Men, women, and children among the estimated 1.5 million registered Syrian refugees in Lebanon are at risk of sex trafficking and forced labor. Restrictions on Syrians’ ability to work legally in Lebanon, as well as strict enforcement of visas and residence permits, increase this population’s vulnerability to trafficking. Child labor among the Syrian refugee population continues to increase, particularly in agriculture, construction, and street vending and begging; these children are highly vulnerable to forced labor, especially in the agricultural sector of Bekaa and Akkar and on the streets of main urban areas such as Beirut and Tripoli. NGOs report that some children are forced or coerced to conduct criminal activity. An international organization reported in 2015 evidence of bonded labor within refugee communities where child labor is used in exchange for living in informal tented settlements. Syrian gangs force Syrian refugee men, women, and children to work in the agricultural sector in the Bekaa Valley. Syrian women and girls are highly vulnerable to sex trafficking.

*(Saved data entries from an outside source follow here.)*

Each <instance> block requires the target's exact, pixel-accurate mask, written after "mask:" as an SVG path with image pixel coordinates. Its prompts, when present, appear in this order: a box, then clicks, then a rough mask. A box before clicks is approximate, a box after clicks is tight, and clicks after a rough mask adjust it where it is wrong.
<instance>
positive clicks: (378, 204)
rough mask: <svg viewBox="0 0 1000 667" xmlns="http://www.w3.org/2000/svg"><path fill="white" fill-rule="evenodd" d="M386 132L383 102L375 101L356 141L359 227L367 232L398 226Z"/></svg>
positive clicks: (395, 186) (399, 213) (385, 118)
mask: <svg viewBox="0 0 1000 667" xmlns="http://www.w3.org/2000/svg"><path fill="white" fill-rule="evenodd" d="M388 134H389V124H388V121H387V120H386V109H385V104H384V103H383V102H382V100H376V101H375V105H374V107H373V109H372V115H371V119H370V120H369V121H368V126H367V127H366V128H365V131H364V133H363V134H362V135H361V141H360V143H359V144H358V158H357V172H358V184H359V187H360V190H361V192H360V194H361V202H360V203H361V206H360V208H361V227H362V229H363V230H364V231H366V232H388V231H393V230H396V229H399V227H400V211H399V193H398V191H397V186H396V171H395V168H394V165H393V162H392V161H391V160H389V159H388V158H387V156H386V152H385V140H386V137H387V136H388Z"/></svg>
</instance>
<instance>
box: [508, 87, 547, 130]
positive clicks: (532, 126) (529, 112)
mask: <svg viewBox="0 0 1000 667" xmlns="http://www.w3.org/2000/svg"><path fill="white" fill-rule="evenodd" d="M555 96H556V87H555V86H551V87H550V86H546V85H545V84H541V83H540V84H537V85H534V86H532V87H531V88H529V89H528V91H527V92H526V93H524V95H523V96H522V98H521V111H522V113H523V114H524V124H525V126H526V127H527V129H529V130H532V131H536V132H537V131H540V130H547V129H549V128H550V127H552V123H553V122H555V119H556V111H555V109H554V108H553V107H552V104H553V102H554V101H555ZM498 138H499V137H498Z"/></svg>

The Lebanese government and media reported in late March 2016 an extensive sex trafficking ring exploiting primarily Syrian women and girls in Beirut; the majority of the women and girls were recruited from Syria with false promises of work and subjected to commercial sexual exploitation where they experienced mental, physical, and sexual abuse and forced abortions. Syrian girls are brought to Lebanon for sex trafficking, sometimes through the guise of early marriage. Lebanese pimps coerce some Syrian LGBTI refugees into prostitution. An international organization reported in 2016 that some Lebanese children are involved in armed tribal violence in Bekaa and Tripoli, some of whom may be forced to conduct such activity. There is also evidence of children within the Syrian refugee community in Lebanon that are associated with armed groups, who have either fought in the Syrian conflict or intend to fight in Syria as child soldiers.